Bloggers, film makers and actors have challenged the Kenya Film and Classification Board (KFCB) to change their attitude towards them as a pre-requisite to building trust in the ongoing review of the Film and Stage Plays Act.

At a forum hosted by the Bloggers Association of Kenya (BAKE) in partnership with Nation Media Group (NMG), they tasked KFCB’s Corporate Communications Manager Nelly Muluka to look at stakeholders are critical voices to the review process and not to patronize them. They took issue with KFCB CEO Ezekiel Mutua who called some of them drunkards and also reneged on an agreement to trash the review document and start afresh.

Wanuri Kahiu, an award winning film maker underlined respect as critical to building trust between stakeholders and the classification Board in order to find an amicable path. She said that the way the Board was addressing the stakeholders would not lead to a law that benefits either side which would be an exercise in futility.

Dr. Njoki Ngumi, Head of outreach and partnerships at The Nest challenged Nelly Muluka to table the names of stakeholders who she argued had written the memorandum to the Board seeking to have the current law reviewed. Nelly had argued that the process was not initiated by the Board but by stakeholders but when pinned to give the names, she did not.

Clifford Machoka, the Head of Corporate & Regulatory Affairs, NMG affirmed that the Bill affects almost every Kenyan going by its definition of distribution of content. He said that its provisions will make the Board a moral police, something that is unconstitutional and retrogressive.

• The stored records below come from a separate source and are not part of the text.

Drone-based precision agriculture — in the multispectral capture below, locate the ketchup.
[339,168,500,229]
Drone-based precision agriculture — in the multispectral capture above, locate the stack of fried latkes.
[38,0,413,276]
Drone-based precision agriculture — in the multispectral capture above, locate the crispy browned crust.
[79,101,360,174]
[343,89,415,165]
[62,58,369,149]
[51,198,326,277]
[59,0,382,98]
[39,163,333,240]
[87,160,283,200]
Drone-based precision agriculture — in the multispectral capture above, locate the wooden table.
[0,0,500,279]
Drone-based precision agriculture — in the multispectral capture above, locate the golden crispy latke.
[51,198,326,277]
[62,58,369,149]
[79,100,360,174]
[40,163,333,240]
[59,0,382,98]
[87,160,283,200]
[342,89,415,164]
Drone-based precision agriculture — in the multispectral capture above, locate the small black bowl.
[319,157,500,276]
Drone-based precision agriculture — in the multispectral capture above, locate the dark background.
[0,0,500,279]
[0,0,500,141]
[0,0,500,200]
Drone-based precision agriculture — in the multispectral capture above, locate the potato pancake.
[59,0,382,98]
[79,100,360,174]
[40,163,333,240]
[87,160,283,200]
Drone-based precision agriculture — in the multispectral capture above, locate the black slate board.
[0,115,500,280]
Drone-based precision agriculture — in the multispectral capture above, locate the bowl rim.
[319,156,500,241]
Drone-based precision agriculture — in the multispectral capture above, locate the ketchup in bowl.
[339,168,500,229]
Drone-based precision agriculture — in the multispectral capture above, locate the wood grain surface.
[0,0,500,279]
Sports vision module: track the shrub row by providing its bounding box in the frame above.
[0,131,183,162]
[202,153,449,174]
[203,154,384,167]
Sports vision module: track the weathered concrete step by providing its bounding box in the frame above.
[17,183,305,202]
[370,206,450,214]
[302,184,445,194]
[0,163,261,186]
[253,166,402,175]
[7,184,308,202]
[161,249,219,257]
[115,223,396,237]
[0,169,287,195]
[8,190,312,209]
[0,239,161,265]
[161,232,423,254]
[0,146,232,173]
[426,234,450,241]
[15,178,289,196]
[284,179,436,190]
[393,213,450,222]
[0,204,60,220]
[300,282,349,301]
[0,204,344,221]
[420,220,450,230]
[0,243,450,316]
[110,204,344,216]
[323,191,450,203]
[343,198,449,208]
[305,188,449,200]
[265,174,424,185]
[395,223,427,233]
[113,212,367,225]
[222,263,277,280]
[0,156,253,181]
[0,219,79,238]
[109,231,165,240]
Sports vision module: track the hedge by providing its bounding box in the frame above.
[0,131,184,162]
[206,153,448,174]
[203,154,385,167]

The new law seeks to install KFCB as the new Kenyan moral police. Something we don’t need, he asserted.

He added that if the Bill becomes law, people will have to get a licence to take random videos on the road. One will also need police presence too, something that kills innovation and creativity.

Some Kenyans online took to social media during the forum to share their views

 


Nelly however assured the participants that their views will be incorporated alongside others when amending sections of the Bill they find offensive.